Founder:
Rachel Carlson, Co-Founder and Chief Executive Officer
Venture:
Guild https://www.guildeducation.com/
Meet Rachel and Guild here:
Venture Description:
Guild is a “Career Opportunity Platform” that provides a space for employers to design and deliver meaningful, mutually beneficial educational opportunities for their employees. Guild is a one-stop shop for enabling access to personal and professional learning programs for teams and simplifies the often onerous task of providing education benefits in the workplace. Guild works with employers to build impactful educational programs for their staff, identify relevant certificate and degree programs, and provide ongoing support for employees through one-on-one career coaching. This organization was built out of a desire to “provide every employee access to learning and career growth, drive meaningful business outcomes for employers, and streamline the historically cumbersome administration of education benefits.” Current clients include the Walt Disney Company, Walmart, and Discover.
Founder Bio:
Rachel Carlson completed an MBA and an MA in Education at Stanford University and went on to work for organizations such as American Honor (an organization that coaches college students), a couple of large consulting firms, and the Obama Administration. She also created an app called Student Blueprint while at Stanford to help college students find jobs. In 2015, she co-founded Guild with a classmate, and by 2019 the company was valued at 1 billion dollars. Rachel clearly is invested in education and has done an incredible job building Guild into the platform it is today, which is now seen as making a huge difference in many lower-income workforce communities (see this article from Time Magazine, including Guild in their list of top 100 influential companies in 2022). The Executive Leadership team has an incredible amount of relevant, credible expertise.
Reflections:
What I like most about Guild is its scalability, and its potential to make a huge impact across a huge demographic. I think Rachel saw a gap in workplace training and education-benefits, and quickly capitalized on it. Guild has worked with over 310,000 employees to help “build a more equitable workforce” and likely has made a significant impact in many workplace communities. Their target clients are large American corporations, so though the scalability is pretty impressive, it would be neat to see Guild support or sponsor programs for smaller organizations that also have employees in need of upskilling and career development.
Sources:
https://www.guildeducation.com/
https://time.com/collection/time100-companies-2022/6159465/guild-education/
https://en.wikipedia.org/wiki/Rachel_Romer_Carlson
The idea of debt-free education is INCREDIBLY important in America, especially given the cost of education is so much higher in the States compared to Canada. Couple that with the need for ongoing/lifelong education, and you definitely have a winner here. She also stated the added value of workers wanting to work at ‘low-skill’ jobs – now I have a reason to be a motivated employee at Walmart if they are supporting me to get training/certificate for a better job!
I think Rachel is a great role model as an entrepreneur.

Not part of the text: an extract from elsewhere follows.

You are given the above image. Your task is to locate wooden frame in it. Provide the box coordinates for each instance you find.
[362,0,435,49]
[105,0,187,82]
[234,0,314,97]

She seems authentically invested and motivated in her venture, and since she has experience with obtaining higher education she clearly has an understanding of some of the barriers that students encounter. Her idea is a fantastic solution to begin to meet an obvious need, so I can see why she has obviously been making great connections with the right people leading to features in Time and on CNBC.
I think Rachel found a real need in the skills/training and education that is needed in the workplace. As companies struggle to find employees, having a program that attracts high quality applicants is both a benefit to the employers as well as employees who desiring affordable education and training. The employers ensuring the growth of these employees in their upscaling programs benefits the company in the short term and long term growth. Rachel demonstrates not only her motivation in developing a large-scale company, but also her willingness to share these program benefits in low-income communities.